Physical self-destruction of energetic microsystem driver chips is an important technical means to improve the security of information storage media. Micro-initiators in energetic microsystems are highly susceptible to false triggering by electrostatic discharge (ESD) and other environmental stimuli, which can cause unintended chip self-destruction. To mitigate this risk, this paper develops micro-scale gap gas breakdown control micro-modules (MGBCMs) with various structural designs. By connecting the MGBCM in parallel with the micro-initiator, a protective mechanism is established. When an ESD pulse excites the chip self-destruction unit, the MGBCM undergoes avalanche ionization, rapidly forming a plasma channel that provides a high-speed discharge path for the ESD energy. Through the electrostatic field simulation analysis of MGBCM, this paper concludes that: compared with the 3–9 μm gap gas breakdown control micromodules, the breakdown voltage threshold of the 2 μm gap can be reduced to 284.6 V, and the peak field emission current density can be increased to 12×10⁵A/m². This theoretical analysis demonstrates the feasibility of using MGBCM for the electrostatic conduction of micro-initiators.
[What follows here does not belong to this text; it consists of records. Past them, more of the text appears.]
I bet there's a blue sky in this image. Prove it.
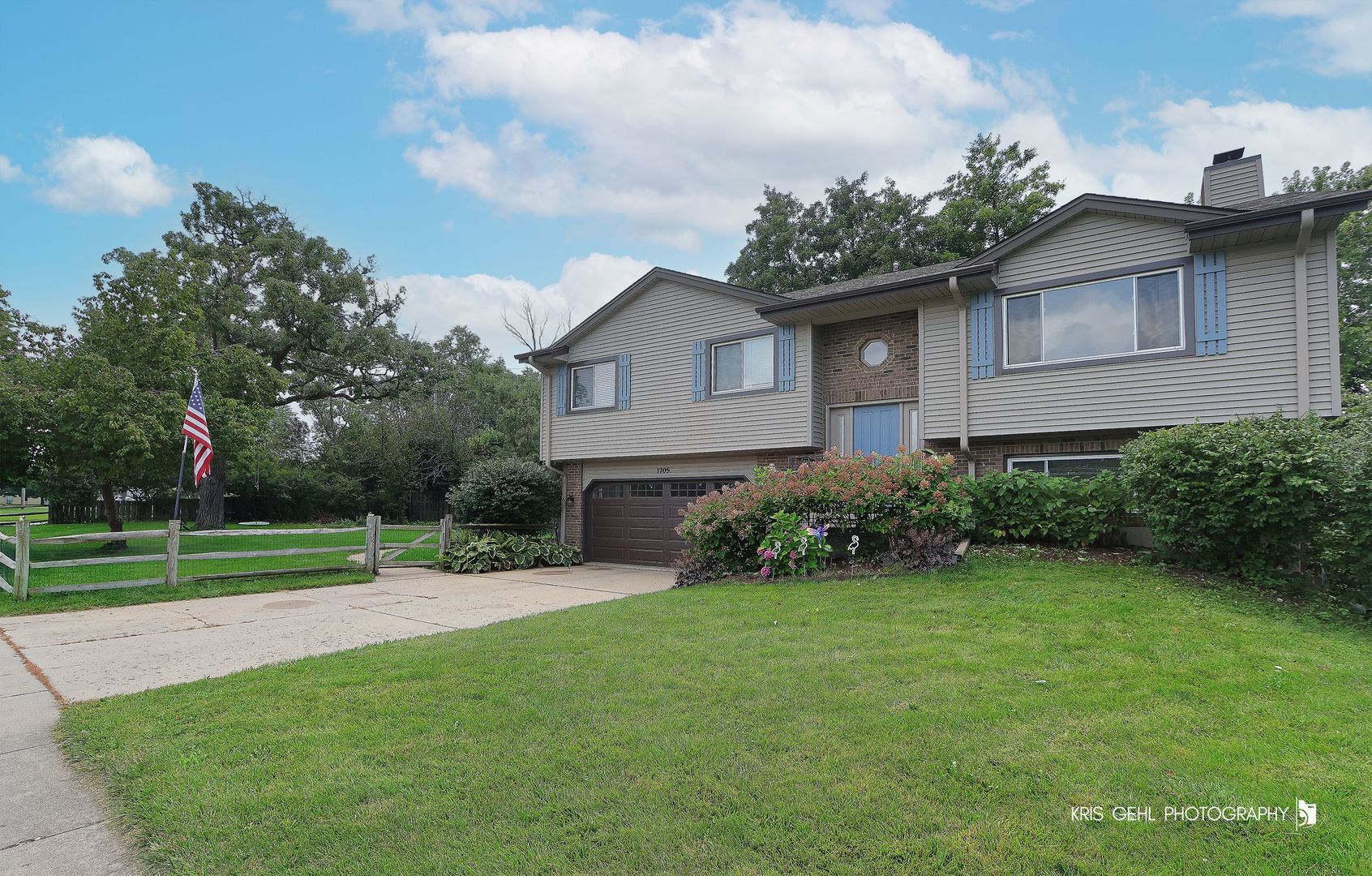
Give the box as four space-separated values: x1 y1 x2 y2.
0 0 1372 354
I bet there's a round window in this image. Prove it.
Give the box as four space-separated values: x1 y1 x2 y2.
862 341 890 368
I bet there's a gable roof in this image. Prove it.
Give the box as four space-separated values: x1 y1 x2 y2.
515 268 787 363
782 258 967 301
966 195 1243 265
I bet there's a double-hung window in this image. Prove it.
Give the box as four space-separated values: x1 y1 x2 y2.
1001 268 1185 368
710 333 777 394
572 361 615 410
1005 453 1120 479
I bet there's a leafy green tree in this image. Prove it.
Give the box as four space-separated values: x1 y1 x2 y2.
97 182 432 529
726 135 1063 293
928 133 1065 261
0 286 57 487
726 173 936 293
1281 162 1372 393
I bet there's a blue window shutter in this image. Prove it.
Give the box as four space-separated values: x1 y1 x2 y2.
553 365 567 416
777 325 795 393
1196 250 1229 355
967 291 996 380
690 341 705 401
615 353 628 410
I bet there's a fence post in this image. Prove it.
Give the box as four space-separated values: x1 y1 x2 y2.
438 513 452 553
167 521 181 588
362 513 381 575
14 517 29 601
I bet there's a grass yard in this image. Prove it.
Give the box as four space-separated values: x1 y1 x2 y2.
0 522 438 616
59 557 1372 876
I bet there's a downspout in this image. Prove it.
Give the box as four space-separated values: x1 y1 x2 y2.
1295 208 1314 414
530 363 567 543
948 276 977 478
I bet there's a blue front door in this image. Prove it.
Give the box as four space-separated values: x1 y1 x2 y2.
853 405 900 456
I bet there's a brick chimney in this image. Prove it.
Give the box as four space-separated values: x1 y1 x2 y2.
1201 147 1267 208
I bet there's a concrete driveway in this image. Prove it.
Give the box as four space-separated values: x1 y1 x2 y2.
0 563 674 702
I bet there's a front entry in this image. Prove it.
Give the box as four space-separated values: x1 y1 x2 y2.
853 404 900 456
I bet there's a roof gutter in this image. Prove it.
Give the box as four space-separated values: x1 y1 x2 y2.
1295 208 1314 414
1185 188 1372 236
948 275 977 461
757 264 996 316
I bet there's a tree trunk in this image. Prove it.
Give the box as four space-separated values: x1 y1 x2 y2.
195 457 229 529
101 480 129 551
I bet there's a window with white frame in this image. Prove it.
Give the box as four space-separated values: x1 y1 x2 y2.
710 333 777 394
572 361 615 410
1001 268 1185 368
1005 453 1120 480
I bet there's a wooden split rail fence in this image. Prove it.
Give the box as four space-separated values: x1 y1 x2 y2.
0 513 452 600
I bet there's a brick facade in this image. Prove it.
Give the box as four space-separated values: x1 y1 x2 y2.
757 448 823 468
926 432 1138 475
817 311 920 405
563 462 585 548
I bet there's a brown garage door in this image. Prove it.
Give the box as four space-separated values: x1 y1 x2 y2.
585 478 742 565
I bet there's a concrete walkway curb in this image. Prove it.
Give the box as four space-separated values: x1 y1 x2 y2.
0 642 140 876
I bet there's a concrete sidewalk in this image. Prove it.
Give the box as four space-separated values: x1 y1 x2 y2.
0 642 139 876
0 565 674 702
0 565 674 876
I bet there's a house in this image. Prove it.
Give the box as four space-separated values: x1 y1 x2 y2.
519 150 1372 563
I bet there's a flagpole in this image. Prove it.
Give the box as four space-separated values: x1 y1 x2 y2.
172 436 191 521
172 368 200 521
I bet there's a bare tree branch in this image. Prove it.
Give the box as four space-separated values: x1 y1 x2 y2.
501 295 572 350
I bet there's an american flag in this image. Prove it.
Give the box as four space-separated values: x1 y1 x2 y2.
181 378 214 486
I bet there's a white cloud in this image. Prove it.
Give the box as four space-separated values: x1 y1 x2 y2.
825 0 893 24
406 2 1005 247
967 0 1033 12
1239 0 1372 75
40 135 176 216
997 99 1372 200
329 0 543 33
351 0 1372 250
387 252 652 367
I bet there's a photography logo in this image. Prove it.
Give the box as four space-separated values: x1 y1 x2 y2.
1295 801 1316 828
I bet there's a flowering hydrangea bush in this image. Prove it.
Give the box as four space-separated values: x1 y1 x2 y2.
757 511 834 578
676 449 971 574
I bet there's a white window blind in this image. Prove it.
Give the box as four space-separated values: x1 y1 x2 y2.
572 363 615 410
710 335 775 393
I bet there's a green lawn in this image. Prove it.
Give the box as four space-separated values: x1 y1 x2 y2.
0 522 438 616
59 557 1372 876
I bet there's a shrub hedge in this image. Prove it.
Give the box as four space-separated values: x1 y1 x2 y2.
676 450 971 583
448 460 563 526
967 471 1128 548
439 533 581 574
1121 414 1372 615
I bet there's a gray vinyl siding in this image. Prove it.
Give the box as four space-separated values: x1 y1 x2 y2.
996 213 1190 288
969 240 1334 436
1305 234 1339 414
920 298 962 440
550 280 813 460
795 336 829 449
1205 155 1263 208
581 453 757 485
922 214 1339 438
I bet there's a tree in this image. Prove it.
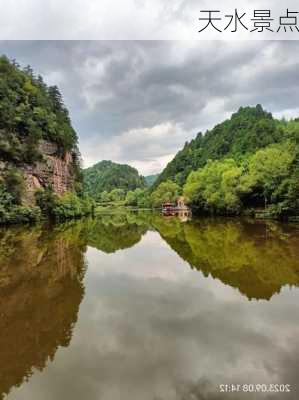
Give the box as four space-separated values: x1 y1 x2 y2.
110 189 126 201
151 180 181 207
184 159 243 213
242 141 296 207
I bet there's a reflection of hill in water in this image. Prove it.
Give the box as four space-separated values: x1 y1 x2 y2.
0 213 299 399
87 213 147 253
0 226 85 398
152 217 299 299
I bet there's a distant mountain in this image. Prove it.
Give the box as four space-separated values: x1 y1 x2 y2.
152 104 282 189
144 174 159 186
83 161 146 198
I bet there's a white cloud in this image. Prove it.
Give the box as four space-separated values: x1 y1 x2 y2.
0 0 298 40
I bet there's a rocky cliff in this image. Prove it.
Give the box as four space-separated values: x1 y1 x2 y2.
0 56 80 211
0 140 77 205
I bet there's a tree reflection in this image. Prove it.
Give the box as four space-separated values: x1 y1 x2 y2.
152 216 299 300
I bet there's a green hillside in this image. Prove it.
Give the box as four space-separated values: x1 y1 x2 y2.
154 105 282 188
150 105 299 218
144 174 159 186
83 161 146 200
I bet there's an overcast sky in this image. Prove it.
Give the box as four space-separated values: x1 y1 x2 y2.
0 41 299 175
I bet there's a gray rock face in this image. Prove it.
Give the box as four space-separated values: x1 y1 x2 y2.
0 140 75 205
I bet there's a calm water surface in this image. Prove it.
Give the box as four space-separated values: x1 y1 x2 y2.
0 213 299 400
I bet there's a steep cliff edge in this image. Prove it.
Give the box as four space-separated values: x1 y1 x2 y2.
0 56 89 223
0 140 78 205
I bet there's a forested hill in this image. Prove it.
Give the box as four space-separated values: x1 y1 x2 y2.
153 105 282 188
83 161 146 199
145 174 159 186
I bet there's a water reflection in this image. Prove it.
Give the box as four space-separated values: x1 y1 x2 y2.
0 226 85 398
0 213 299 400
152 216 299 300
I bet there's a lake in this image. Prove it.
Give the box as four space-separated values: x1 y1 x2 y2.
0 212 299 400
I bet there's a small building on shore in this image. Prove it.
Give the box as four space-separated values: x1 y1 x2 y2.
162 196 191 215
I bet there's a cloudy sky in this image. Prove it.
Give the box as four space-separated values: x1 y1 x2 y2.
0 41 299 175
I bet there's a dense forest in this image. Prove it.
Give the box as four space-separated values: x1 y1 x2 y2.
127 105 299 217
0 56 91 223
83 161 146 202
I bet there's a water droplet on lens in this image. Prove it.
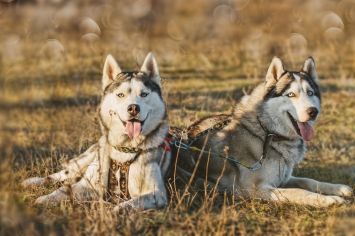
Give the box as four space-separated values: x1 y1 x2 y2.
80 17 101 35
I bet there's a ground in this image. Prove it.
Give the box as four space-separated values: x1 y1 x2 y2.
0 1 355 235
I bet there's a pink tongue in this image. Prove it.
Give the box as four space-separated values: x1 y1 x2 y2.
126 121 142 139
297 122 314 141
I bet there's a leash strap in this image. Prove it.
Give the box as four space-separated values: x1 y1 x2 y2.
169 118 277 171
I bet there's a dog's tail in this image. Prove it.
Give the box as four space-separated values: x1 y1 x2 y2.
21 143 99 187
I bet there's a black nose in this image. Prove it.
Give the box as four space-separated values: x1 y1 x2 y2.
127 104 141 116
307 107 318 119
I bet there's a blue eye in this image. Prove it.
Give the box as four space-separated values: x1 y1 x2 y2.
286 92 296 98
141 92 149 98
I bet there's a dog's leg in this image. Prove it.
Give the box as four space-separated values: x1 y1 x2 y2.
114 163 168 211
256 187 346 207
284 176 353 197
35 155 99 205
22 143 98 187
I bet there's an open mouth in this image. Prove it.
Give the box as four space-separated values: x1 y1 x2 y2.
287 112 302 136
120 115 147 139
287 112 314 141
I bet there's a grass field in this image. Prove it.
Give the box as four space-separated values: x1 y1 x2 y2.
0 0 355 235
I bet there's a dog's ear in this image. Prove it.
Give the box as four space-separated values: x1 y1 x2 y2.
141 52 161 86
102 54 121 90
302 57 319 84
266 57 285 83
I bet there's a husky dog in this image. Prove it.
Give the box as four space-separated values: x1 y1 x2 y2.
178 58 352 207
23 53 171 210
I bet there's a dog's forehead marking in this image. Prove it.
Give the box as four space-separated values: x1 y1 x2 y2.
104 71 162 97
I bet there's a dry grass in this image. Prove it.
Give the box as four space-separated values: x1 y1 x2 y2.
0 0 355 235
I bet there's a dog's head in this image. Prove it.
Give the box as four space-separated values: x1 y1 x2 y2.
100 53 166 140
263 58 321 141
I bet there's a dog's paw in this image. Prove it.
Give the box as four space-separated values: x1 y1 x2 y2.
113 201 136 213
334 184 353 197
317 196 347 207
21 177 47 187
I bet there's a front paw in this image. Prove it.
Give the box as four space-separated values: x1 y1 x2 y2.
334 184 353 197
21 177 47 187
113 201 136 212
316 196 348 207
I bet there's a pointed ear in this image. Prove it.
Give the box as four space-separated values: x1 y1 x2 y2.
302 57 319 84
102 54 121 90
266 57 285 83
141 52 161 86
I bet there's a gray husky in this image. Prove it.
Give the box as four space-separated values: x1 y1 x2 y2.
23 53 171 210
178 58 352 207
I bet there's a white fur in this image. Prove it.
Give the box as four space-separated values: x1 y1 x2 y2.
23 53 171 210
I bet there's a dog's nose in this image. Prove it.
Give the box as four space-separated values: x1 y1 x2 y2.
307 107 318 120
127 104 141 116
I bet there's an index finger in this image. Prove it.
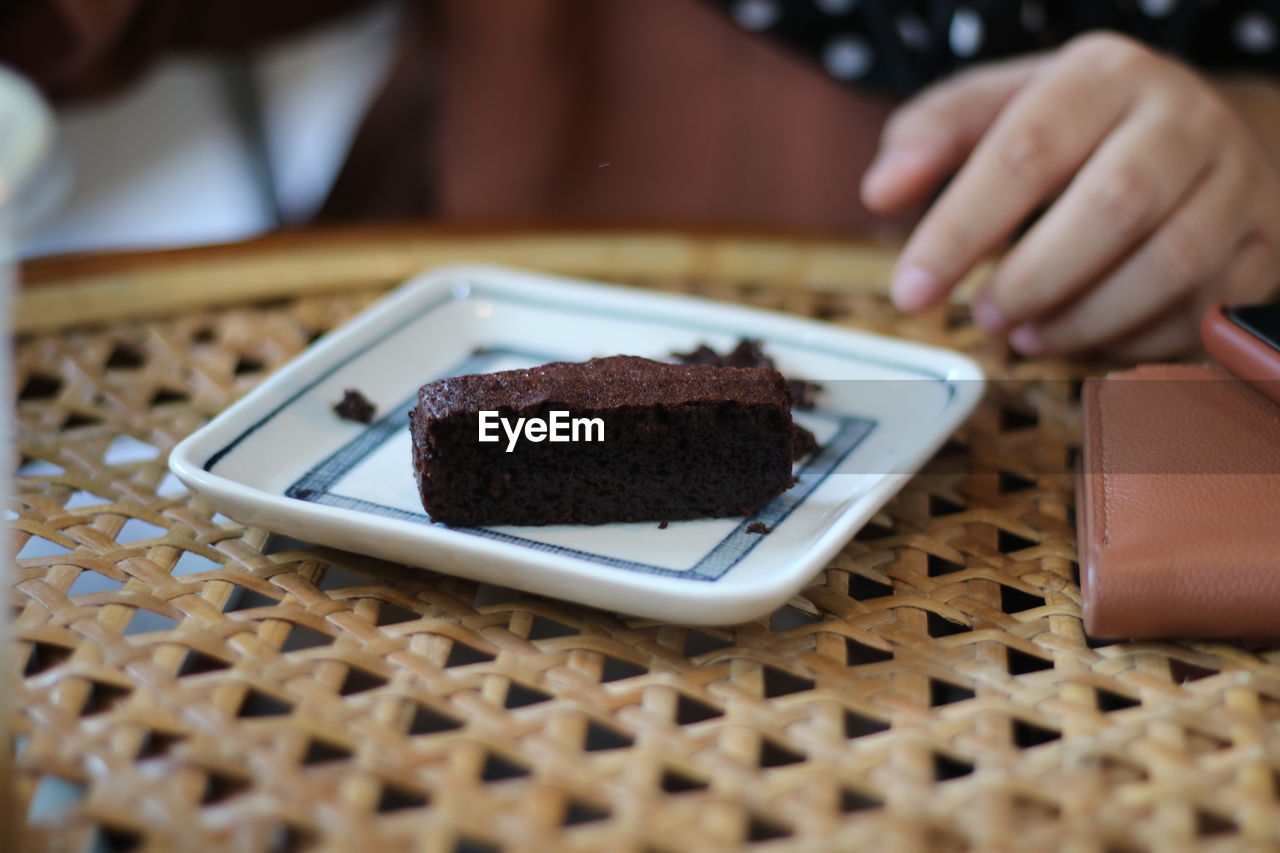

Through DC breakdown tests and standard ESD tests, it is found that for the 2 μm gap MGBCM: the threshold voltage of the single needle-plate structure is 252 V, with an error of 10.5 % compared to the theoretical calculation; the threshold voltage of the multi-tooth needle-plate structure is 214 V, and the transient overcurrent is 77.2 A. When configured in an array and connected in parallel with the micro-initiator, the MGBCM effectively suppresses the abnormal energy impacting the micro-initiator from 2083 μJ to 621 μJ, a reduction of 70.2 %. This suppression prevents functional failure or accidental activation of the chip self-destruction unit, significantly enhances its electrostatic safety, and demonstrates broad application potential.